Puis, un maigre de ligne de Corse, accompagné d’une fondue d’épinards assaisonnée aux œufs de maigre séché et citron, émulsion légèrement relevée.

Le pigeon des Vosges, fumé maison, est servi avec un jus corsé et une garniture autour de la courgette et de l’aubergine chinoise, plus fine et tendre que sa cousine méditerranéenne, travaillée ici pour préserver toute sa douceur. Elle est presque dépourvue d’amertume. Sa texture fondante et sa faible teneur en graines en font un ingrédient idéal pour absorber les saveurs des sauces et épices.

Pour la touche sucrée, un dessert autour de l’abricot, de la cardamome verte et de la poudre d’oranger. L’abricot se décline en plusieurs textures : confit dans un sirop à la cardamome, en sorbet, associé à de l’amande fraîche, de l’amande au sirop caramélisée, d’abricot en marmelade rôti, et repose sur un sablé à l’amande pour apporter du croquant. Le chef pâtissier a travaillé la tartelette, dans l’esprit des petites barquettes LU, madeleine de Proust de son enfance.

Les mignardises de conclusion déploient une madeleine au miel de sapin, une tartelette vanille-gingembre et framboise, et une gourmandise dans l’esprit d’un bonbon passion curry-jaune.

Une bâtisse qui respire l’histoire et le voyage
Derrière la porte latérale, l’odeur des pierres anciennes se mêle aux senteurs de citronnelle et de galanga. Dans la lumière adoucie par les boiseries et les rideaux minéraux, on pénètre dans un lieu où l’Alsace et la Thaïlande dialoguent à voix basse.
Cette bâtisse Renaissance, édifiée en 1610, a vu Louis XIV, Napoléon et Goethe.
L’hôtel compte seize chambres, dont cinq suites. Celle de « Napoléon » perpétue le souvenir de l’Empereur, tandis qu’une terrasse privative avec jacuzzi est prévue pour la chambre 304.

Une petite terrasse extérieure est réservée aux apéritifs et cocktails privés, un parking de seize places et des garages complètent les atouts. À l’intérieur, sculptures, masques et objets thaïlandais se marient au gris minéral et au bois ancien.
Le couloir entre salle et cuisine permet aux convives de voir les cuisiniers à l’œuvre. « Nous avons dû repenser la cuisine.
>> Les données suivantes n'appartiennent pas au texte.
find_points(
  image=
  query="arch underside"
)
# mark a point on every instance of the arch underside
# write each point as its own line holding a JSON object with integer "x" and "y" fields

Avant, avec vingt couverts, nous étions dans le speed du service. Aujourd’hui, avec quarante couverts, c’est une autre cadence, mais la mise en place reste proportionnelle. À Altkirch, nous avions une cuisine minuscule. Cette fois, nous avons fait appel à un professionnel. »

La salle principale accueille quarante couverts autour de tables rondes nappées. Un petit salon conserve sa moquette d’origine, complété par un bar sur mesure. En contrebas, une salle de séminaire, un espace détente avec massages thaïlandais sur réservation, et une cuisine d’appoint encore en aménagement.
La cave, réaménagée, compte désormais entre 400 et 500 références et figure parmi les plus belles cartes de France selon Terre de Vins. Des ateliers d’œnologie intimistes y verront bientôt le jour.

En quittant la salle, un dernier regard aux boiseries et aux bouquets d’orchidées : ici, l’histoire ne se fige pas. Elle s’écrit au présent, portée par deux frères qui font de la gastronomie un lien entre leurs racines et leur terre d’adoption. Leur installation à Ensisheim n’est pas seulement un changement d’adresse : c’est un acte fondateur, un nouveau chapitre promis à de belles pages.